Mr Putin's accusations of foreign interference in Russia's domestic affairs effectively gave a green light for a campaign of harassment against opposition parties and civil society groups in the run-up to elections for parliament in December and the presidency next March.
His allegation that foreign money is flooding into Russia "to strip us of economic and political independence" played on the anxieties of many citizens about their future after Mr Putin steps down.
It needed little interpretation a day after Russia buried Boris Yeltsin, who is associated in the minds of millions with the chaos and corruption of the 1990s. Only Mr Putin, voters understood, could be relied on to make the right choice to protect them from a return to that past.

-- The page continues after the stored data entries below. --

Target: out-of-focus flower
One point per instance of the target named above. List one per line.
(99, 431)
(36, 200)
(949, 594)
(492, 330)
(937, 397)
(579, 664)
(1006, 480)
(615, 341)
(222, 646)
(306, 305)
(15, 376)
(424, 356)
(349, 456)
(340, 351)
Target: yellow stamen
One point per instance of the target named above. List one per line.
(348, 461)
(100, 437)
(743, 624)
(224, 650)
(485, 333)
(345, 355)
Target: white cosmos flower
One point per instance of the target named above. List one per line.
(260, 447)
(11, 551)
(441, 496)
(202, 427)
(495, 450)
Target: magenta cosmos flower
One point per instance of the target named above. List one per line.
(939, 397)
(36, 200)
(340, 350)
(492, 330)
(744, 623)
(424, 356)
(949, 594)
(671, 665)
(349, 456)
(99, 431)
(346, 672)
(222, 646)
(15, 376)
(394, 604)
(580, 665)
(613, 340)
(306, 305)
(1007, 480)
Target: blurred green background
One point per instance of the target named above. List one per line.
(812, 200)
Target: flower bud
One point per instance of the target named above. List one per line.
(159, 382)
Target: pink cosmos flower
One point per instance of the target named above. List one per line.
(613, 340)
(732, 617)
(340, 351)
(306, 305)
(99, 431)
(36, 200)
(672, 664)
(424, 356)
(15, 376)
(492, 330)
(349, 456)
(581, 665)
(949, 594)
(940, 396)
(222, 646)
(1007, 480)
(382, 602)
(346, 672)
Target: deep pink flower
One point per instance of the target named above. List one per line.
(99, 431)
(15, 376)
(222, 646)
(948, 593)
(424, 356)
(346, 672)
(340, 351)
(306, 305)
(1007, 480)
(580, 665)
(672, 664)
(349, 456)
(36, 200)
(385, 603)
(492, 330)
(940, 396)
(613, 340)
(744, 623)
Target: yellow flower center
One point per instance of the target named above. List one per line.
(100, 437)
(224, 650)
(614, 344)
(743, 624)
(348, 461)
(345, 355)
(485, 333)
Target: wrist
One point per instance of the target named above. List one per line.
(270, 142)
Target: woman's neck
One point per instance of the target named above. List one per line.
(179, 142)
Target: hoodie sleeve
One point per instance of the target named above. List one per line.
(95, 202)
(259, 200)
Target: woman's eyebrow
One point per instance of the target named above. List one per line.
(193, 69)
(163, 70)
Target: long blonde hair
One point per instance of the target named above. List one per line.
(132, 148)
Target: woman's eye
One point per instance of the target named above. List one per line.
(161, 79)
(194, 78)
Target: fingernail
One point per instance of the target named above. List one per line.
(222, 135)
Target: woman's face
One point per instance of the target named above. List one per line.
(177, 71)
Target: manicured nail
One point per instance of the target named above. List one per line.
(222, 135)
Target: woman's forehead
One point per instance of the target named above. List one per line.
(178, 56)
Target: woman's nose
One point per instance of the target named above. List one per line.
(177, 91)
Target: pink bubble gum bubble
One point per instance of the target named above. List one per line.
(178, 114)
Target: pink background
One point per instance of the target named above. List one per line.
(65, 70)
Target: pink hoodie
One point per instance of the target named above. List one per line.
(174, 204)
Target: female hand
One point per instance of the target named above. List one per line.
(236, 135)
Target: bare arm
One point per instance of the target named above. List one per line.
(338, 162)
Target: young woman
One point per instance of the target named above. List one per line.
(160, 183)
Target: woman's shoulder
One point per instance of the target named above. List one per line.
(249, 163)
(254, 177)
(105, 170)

His threat to pull out of the CFE Treaty similarly combined Russia's new-found confidence with a deep sense of insecurity. Mr Putin linked the decision with Russian opposition to the plan by the United States to establish a missile defence shield in eastern Europe.
Few people, least of all in the Kremlin, seriously believe that ten interceptor missiles in Poland pose any challenge to the security of Russia, with its vast arsenal of weapons.
But Moscow has grown steadily more affronted by the eastward expansion of Nato, which may soon add the former Soviet republics of Georgia and Ukraine to its ranks.
Mr Putin has decided to flex his muscles and to remind Europe that Russia's opinion still counts militarily - even if he can no longer point to where the enemy is.
The former KGB agent might continue to perceive Russia as surrounded by hostile forces, but the country's new economic clout allows him to become more assertive abroad.
He noted with justified pride that Russia during his presidency had moved from an economic basket-case to join the world's ten largest economies. It is a record that has sustained his popularity with voters, who would cheerfully elect him to a third term if they could.
This may have been his last annual address but the speech lacked a valedictory tone. Mr Putin still has 11 months in power and he set out a vigorous programme of domestic reforms.
Mr Yeltsin apologised to the Russian people for all that he had failed to achieve when he stood down in 1999. Mr Putin is unlikely to follow suit.
His successor will undoubtedly inherit a strong economy and a resurgent state. But the task of putting Russia at ease with itself and its neighbours remains.